Lexington simplified downtown zoning three decades ago, and that has helped. The city’s Infill and Redevelopment Task Force and several public and private organizations continue to study the issues, look at what other cities are doing and recommend changes.

Last week, the Downtown Lexington Corp. hosted a delegation from Columbus, Ohio, whose members talked about what happened when that city tore up the downtown rule book and took a different approach. The result, they said, has been a more vibrant, attractive downtown with more than $1 billion in new private investment and a steady increase in residents.

It all began in 1996, when Columbus formed a 22-member committee to study downtown development issues. The group, which represented the various stakeholders and interest groups, wrote an ordinance that scrapped many of the city center’s old zoning rules.

The ordinance set out a vision for downtown as “every one’s neighborhood” — a mixed-use, pedestrian-friendly place where people would want to live, work and play. And it created the Downtown Commission, a nine-member board appointed by the mayor with enormous power and flexibility.

By law, the commission must be made up of people who live or work downtown and include a variety of interests — a developer or Realtor, an architect, a landscape architect or urban planner, a historic-preservation professional and a land-use lawyer.

The commission was charged with finding ways to make new development work — and to make it well-designed and compatible with its surroundings. “It’s totally subjective,” said Harrison Smith, an 80-something real estate lawyer who has headed the commission since its creation.

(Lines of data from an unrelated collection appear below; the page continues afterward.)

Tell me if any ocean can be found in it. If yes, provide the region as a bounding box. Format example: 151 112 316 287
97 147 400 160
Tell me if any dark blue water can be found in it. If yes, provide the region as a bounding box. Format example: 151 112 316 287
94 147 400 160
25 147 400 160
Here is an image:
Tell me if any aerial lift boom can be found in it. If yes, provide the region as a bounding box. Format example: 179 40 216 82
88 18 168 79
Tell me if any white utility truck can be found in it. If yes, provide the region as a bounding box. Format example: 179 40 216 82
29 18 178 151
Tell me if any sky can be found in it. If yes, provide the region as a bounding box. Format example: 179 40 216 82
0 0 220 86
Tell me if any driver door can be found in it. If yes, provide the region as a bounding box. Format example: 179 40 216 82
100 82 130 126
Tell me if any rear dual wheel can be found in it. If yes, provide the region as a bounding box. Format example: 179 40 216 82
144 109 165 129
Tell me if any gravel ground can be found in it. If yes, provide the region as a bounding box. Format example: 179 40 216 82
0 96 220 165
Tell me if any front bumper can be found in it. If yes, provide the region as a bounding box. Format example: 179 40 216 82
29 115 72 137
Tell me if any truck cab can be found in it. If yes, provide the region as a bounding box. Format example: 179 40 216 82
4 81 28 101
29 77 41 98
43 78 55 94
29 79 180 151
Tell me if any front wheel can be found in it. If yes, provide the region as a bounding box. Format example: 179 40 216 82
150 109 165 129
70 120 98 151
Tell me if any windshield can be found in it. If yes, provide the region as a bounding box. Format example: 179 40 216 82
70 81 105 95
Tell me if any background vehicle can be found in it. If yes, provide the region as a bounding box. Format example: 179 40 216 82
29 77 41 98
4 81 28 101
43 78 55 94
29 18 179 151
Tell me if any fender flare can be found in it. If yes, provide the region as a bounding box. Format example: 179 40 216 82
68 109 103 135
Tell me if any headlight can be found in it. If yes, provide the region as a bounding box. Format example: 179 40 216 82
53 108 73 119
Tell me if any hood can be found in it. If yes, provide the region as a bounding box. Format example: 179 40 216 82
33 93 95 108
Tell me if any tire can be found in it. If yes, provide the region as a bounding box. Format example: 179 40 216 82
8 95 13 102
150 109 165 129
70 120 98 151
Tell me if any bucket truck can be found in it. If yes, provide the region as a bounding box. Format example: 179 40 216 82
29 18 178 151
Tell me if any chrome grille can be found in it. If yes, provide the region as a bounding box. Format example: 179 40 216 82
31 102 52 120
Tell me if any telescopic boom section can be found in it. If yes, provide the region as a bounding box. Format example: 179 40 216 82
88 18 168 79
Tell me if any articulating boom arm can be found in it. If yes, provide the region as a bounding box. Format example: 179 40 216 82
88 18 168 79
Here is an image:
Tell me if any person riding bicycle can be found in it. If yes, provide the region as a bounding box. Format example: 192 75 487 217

Developers like the system because they can go one place for approval — rather than a host of city agencies with narrow interests — and get decisions quickly. Rather than rejecting developers’ plans, the commission and its staff work with them to improve plans and make them acceptable. It shifts the conversation from, “You can’t do this, because … ” to, “You can do this, if … ”

Commission meetings are open to the public, and anyone can speak — no time limits. Decisions can be appealed to the City Council. But in more than 10 years, only two developers’ applications have been rejected and none has been appealed, Smith said.

“We do in 60 days what it would typically take a year to do,” said Kenneth Cookson, a Columbus attorney and downtown activist. “And, boy, have we spawned competition in the design community. They have had to take it up a notch or two.”

Want to tear down an old building to make a parking lot? It won’t be approved. Want to do a big, creative sign on your building that some people might consider public art? It will be approved — if the commission thinks it makes downtown look better and not worse.

“The key — and it’s a risk — are the people (on the commission),” Smith said. “It doesn’t work unless you get pros.”

King, the Lexington planner, was intrigued by Columbus’ approach and thought some elements of it might work in Lexington. “It would take a lot of vetting,” he said.

Vice Mayor Jim Gray was impressed and said he might appoint a task force to “examine it and see what makes sense here.” But he echoed Smith’s caution that such a powerful, flexible commission is only as good as its members and their mandate.

“They seem to have created a framework that encourages good, sympathetic and compatible development, and it’s market-driven,” Gray said. “It’s good for the developers and good for the city.”